The plebiscite was conducted in two parts. Question A, asked in all districts, asked the voters if the sale of liquor should be expanded in Alberta, while Question B, asked in a handful of districts within the corporate limits of Calgary and Edmonton, asked if men and women should be allowed to drink together in establishments.

Province wide Question A of the plebiscite passed in 33 of the 50 districts while Question B passed in all five districts. Redwater voted in favour of the proposal with a landslide majority. Voter turnout in the district was abysmal, falling well below the province wide average of 46%.

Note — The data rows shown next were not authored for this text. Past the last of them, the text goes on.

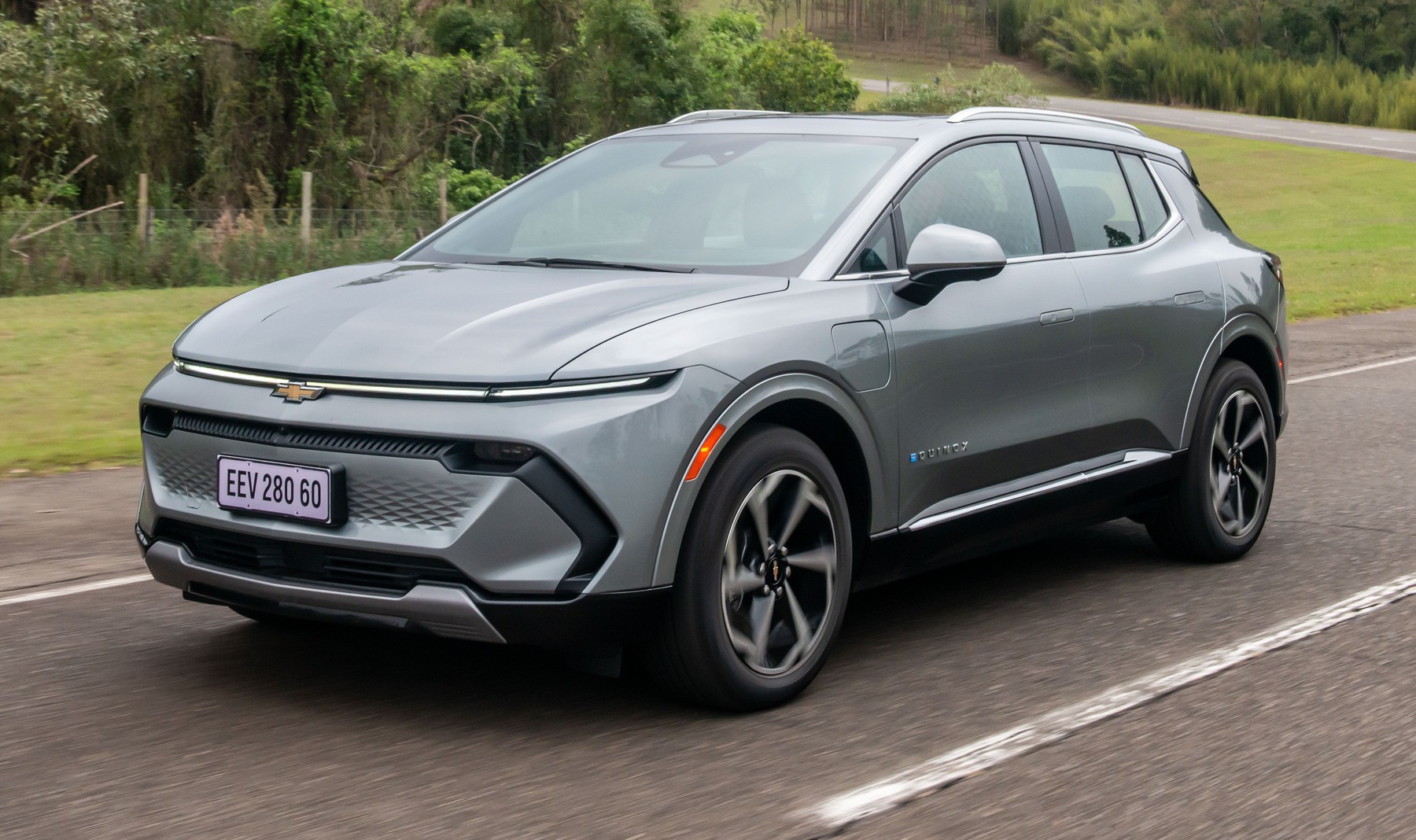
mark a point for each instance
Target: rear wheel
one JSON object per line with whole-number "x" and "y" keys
{"x": 1221, "y": 500}
{"x": 762, "y": 580}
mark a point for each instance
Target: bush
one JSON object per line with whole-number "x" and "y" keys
{"x": 997, "y": 85}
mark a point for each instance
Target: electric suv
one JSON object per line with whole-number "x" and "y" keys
{"x": 687, "y": 389}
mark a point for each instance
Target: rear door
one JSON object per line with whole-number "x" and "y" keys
{"x": 1154, "y": 295}
{"x": 991, "y": 373}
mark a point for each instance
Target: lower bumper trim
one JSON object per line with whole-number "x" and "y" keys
{"x": 446, "y": 611}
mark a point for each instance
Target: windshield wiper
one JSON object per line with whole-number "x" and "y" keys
{"x": 575, "y": 263}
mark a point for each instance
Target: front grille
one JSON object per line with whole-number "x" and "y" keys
{"x": 304, "y": 562}
{"x": 435, "y": 502}
{"x": 306, "y": 438}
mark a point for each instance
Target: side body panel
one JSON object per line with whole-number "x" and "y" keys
{"x": 989, "y": 389}
{"x": 1154, "y": 312}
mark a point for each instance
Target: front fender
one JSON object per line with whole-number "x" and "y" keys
{"x": 736, "y": 414}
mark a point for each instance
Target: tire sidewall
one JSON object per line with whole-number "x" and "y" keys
{"x": 697, "y": 588}
{"x": 1228, "y": 378}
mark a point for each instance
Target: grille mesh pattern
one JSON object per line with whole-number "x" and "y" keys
{"x": 424, "y": 503}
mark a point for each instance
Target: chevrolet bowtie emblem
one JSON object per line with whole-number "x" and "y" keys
{"x": 297, "y": 391}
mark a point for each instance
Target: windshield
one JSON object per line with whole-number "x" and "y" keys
{"x": 718, "y": 203}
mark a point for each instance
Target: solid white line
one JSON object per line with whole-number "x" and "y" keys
{"x": 1352, "y": 370}
{"x": 74, "y": 590}
{"x": 1062, "y": 723}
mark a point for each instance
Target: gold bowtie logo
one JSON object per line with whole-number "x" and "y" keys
{"x": 297, "y": 391}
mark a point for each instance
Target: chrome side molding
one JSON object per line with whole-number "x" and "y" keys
{"x": 1130, "y": 461}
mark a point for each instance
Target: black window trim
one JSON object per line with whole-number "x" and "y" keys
{"x": 1173, "y": 220}
{"x": 888, "y": 217}
{"x": 1048, "y": 249}
{"x": 1136, "y": 204}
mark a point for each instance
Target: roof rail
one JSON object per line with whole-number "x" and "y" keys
{"x": 721, "y": 113}
{"x": 989, "y": 112}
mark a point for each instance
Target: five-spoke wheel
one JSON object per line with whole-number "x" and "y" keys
{"x": 762, "y": 577}
{"x": 1221, "y": 499}
{"x": 1239, "y": 463}
{"x": 779, "y": 573}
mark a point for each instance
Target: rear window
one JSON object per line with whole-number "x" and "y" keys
{"x": 1197, "y": 210}
{"x": 1095, "y": 197}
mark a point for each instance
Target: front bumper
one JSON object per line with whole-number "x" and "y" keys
{"x": 451, "y": 611}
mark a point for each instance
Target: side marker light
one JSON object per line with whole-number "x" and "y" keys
{"x": 704, "y": 451}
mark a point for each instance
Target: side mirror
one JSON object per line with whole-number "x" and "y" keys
{"x": 948, "y": 254}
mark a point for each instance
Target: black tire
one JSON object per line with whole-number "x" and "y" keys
{"x": 701, "y": 650}
{"x": 1207, "y": 518}
{"x": 272, "y": 619}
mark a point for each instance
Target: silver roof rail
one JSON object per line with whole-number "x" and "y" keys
{"x": 721, "y": 113}
{"x": 989, "y": 112}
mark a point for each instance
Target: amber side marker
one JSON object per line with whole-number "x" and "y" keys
{"x": 704, "y": 451}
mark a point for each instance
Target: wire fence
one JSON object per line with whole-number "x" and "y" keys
{"x": 120, "y": 249}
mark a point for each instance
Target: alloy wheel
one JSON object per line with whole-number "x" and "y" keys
{"x": 1239, "y": 463}
{"x": 779, "y": 573}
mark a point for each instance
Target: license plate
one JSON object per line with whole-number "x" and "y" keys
{"x": 285, "y": 491}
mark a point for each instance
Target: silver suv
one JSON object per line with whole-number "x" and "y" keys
{"x": 687, "y": 389}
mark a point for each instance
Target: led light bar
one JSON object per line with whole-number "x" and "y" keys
{"x": 486, "y": 394}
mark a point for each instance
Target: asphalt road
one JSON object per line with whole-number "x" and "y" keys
{"x": 131, "y": 713}
{"x": 1384, "y": 142}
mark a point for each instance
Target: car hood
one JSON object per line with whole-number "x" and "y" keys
{"x": 445, "y": 323}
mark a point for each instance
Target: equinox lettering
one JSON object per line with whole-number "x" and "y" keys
{"x": 938, "y": 451}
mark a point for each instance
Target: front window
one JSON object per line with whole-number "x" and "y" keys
{"x": 717, "y": 203}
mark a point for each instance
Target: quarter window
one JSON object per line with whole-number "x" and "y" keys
{"x": 1095, "y": 197}
{"x": 983, "y": 189}
{"x": 1147, "y": 197}
{"x": 878, "y": 252}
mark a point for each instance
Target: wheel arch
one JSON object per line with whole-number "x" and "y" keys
{"x": 1246, "y": 339}
{"x": 819, "y": 408}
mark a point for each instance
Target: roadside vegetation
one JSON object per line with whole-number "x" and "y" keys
{"x": 1345, "y": 61}
{"x": 72, "y": 366}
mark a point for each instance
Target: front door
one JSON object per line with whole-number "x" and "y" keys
{"x": 991, "y": 374}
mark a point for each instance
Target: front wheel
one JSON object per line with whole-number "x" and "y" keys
{"x": 1221, "y": 500}
{"x": 764, "y": 577}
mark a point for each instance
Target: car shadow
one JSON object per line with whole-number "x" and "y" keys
{"x": 360, "y": 672}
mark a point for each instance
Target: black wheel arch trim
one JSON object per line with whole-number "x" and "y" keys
{"x": 745, "y": 403}
{"x": 1246, "y": 327}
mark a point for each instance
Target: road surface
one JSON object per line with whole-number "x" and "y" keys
{"x": 1384, "y": 142}
{"x": 129, "y": 713}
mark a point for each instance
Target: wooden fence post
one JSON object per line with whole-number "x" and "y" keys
{"x": 142, "y": 208}
{"x": 304, "y": 210}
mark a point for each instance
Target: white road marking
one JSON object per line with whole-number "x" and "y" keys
{"x": 1352, "y": 370}
{"x": 74, "y": 590}
{"x": 1053, "y": 727}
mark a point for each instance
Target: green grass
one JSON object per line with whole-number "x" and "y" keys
{"x": 72, "y": 366}
{"x": 1343, "y": 223}
{"x": 864, "y": 64}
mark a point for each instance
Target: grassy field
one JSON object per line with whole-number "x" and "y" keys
{"x": 72, "y": 366}
{"x": 1343, "y": 223}
{"x": 864, "y": 64}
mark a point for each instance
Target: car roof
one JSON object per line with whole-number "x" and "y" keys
{"x": 936, "y": 129}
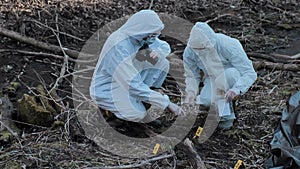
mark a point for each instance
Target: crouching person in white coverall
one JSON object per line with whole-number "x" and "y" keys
{"x": 131, "y": 62}
{"x": 227, "y": 70}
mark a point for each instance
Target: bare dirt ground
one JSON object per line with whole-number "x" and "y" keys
{"x": 263, "y": 27}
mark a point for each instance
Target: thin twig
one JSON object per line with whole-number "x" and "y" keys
{"x": 63, "y": 33}
{"x": 46, "y": 55}
{"x": 142, "y": 163}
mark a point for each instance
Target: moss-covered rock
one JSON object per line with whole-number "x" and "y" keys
{"x": 38, "y": 110}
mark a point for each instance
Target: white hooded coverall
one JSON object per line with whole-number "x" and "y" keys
{"x": 120, "y": 82}
{"x": 223, "y": 61}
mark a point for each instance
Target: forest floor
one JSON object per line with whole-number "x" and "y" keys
{"x": 263, "y": 27}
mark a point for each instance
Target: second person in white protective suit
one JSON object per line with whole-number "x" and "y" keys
{"x": 123, "y": 76}
{"x": 227, "y": 70}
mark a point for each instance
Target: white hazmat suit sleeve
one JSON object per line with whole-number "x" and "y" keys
{"x": 128, "y": 77}
{"x": 192, "y": 71}
{"x": 233, "y": 51}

Official district returns were released to the public on December 31, 1957. The Social Credit government in power at the time did not consider the results binding. However the results of the vote led the government to repeal all existing liquor legislation and introduce an entirely new Liquor Act.

Municipal districts lying inside electoral districts that voted against the plebiscite were designated Local Option Zones by the Alberta Liquor Control Board and considered effective dry zones. Business owners that wanted a licence had to petition for a binding municipal plebiscite in order to be granted a licence.